Mais les vétérans de l’agence, les responsables extérieurs de la santé publique et les experts en organisation du lieu de travail ont déclaré que la structure actuelle du lieu de travail pourrait être un obstacle majeur à cet objectif. Comme les directeurs avant elle, la directrice de l’agence, le Dr Rochelle Walensky, passe beaucoup de temps loin du siège du CDC à Atlanta. L’agence a également adopté un programme de flexibilité du lieu de travail qui a permis à la plupart de ses scientifiques de rester à distance.
En octobre, 10 020 des 12 892 employés à temps plein du CDC – 78% de la main-d’œuvre à temps plein – étaient autorisés à travailler à distance tout ou partie du temps, selon les données que KHN a obtenues via une demande de Freedom of Information Act.
Les experts ont déclaré que le manque de travail en face à face serait probablement un obstacle substantiel aux efforts de la haute direction pour remanier l’agence après ses échecs pendant la pandémie – un déploiement de tests bâclé, des conseils de sécurité déroutants, la lenteur de la publication de la recherche scientifique et une perte de confiance du public.
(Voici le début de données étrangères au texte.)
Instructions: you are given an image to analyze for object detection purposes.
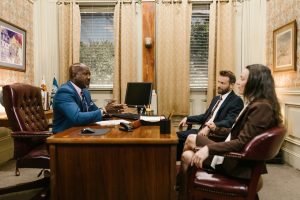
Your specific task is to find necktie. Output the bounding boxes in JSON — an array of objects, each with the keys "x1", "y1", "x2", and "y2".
[
  {"x1": 81, "y1": 91, "x2": 89, "y2": 112},
  {"x1": 210, "y1": 104, "x2": 248, "y2": 169},
  {"x1": 200, "y1": 95, "x2": 222, "y2": 129}
]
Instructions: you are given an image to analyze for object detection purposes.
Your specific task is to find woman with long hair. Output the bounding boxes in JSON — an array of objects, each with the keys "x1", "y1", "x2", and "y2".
[{"x1": 177, "y1": 64, "x2": 282, "y2": 199}]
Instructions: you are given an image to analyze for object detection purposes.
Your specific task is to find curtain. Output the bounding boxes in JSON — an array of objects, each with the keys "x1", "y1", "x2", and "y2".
[
  {"x1": 207, "y1": 0, "x2": 236, "y2": 102},
  {"x1": 58, "y1": 2, "x2": 81, "y2": 83},
  {"x1": 113, "y1": 0, "x2": 137, "y2": 102},
  {"x1": 237, "y1": 0, "x2": 267, "y2": 68},
  {"x1": 156, "y1": 0, "x2": 192, "y2": 115}
]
Ils se sont également demandé si Walensky, qui travaille fréquemment à distance lors de ses déplacements, pouvait provoquer ce changement à distance et si une main-d’œuvre virtuelle pourrait rencontrer plus de difficultés à lutter contre les maladies infectieuses qu’une personne travaillant ensemble en personne.
« L’une des choses qu’un nouveau leader vraiment fort ferait, c’est qu’il serait visible, qu’il marcherait dans les couloirs, qu’il aurait la porte ouverte », a déclaré Pamela Hinds, professeur de sciences de gestion et d’ingénierie à Stanford. Université. « C’est beaucoup plus difficile à accomplir quand personne n’est là. »
La clé de l’effort de réforme du CDC est de changer sa culture institutionnelle, qui, selon l’agence, est au cœur de tout son travail – de la façon dont elle interagit avec d’autres agences à la façon dont elle partage ses recherches. Walensky a déclaré que le CDC devait être plus rapide et plus agile face aux urgences et plus communicatif, à la fois en interne et avec le public.
Une culture flexible, réactive et collaborative a prospéré il n’y a pas si longtemps – sous l’administration Obama, lorsque l’agence a géré des crises telles que la pandémie de grippe H1N1 et l’épidémie de virus Zika, a déclaré le Dr Stephen Cochi, qui a travaillé au CDC pendant quatre décennies. avant de prendre sa retraite cette année. « J’aimerais voir tous les efforts déployés pour tenter de restaurer cette culture dans la mesure du possible, car le CDC perdra potentiellement une partie de son excellence s’il ne le peut pas », a-t-il déclaré.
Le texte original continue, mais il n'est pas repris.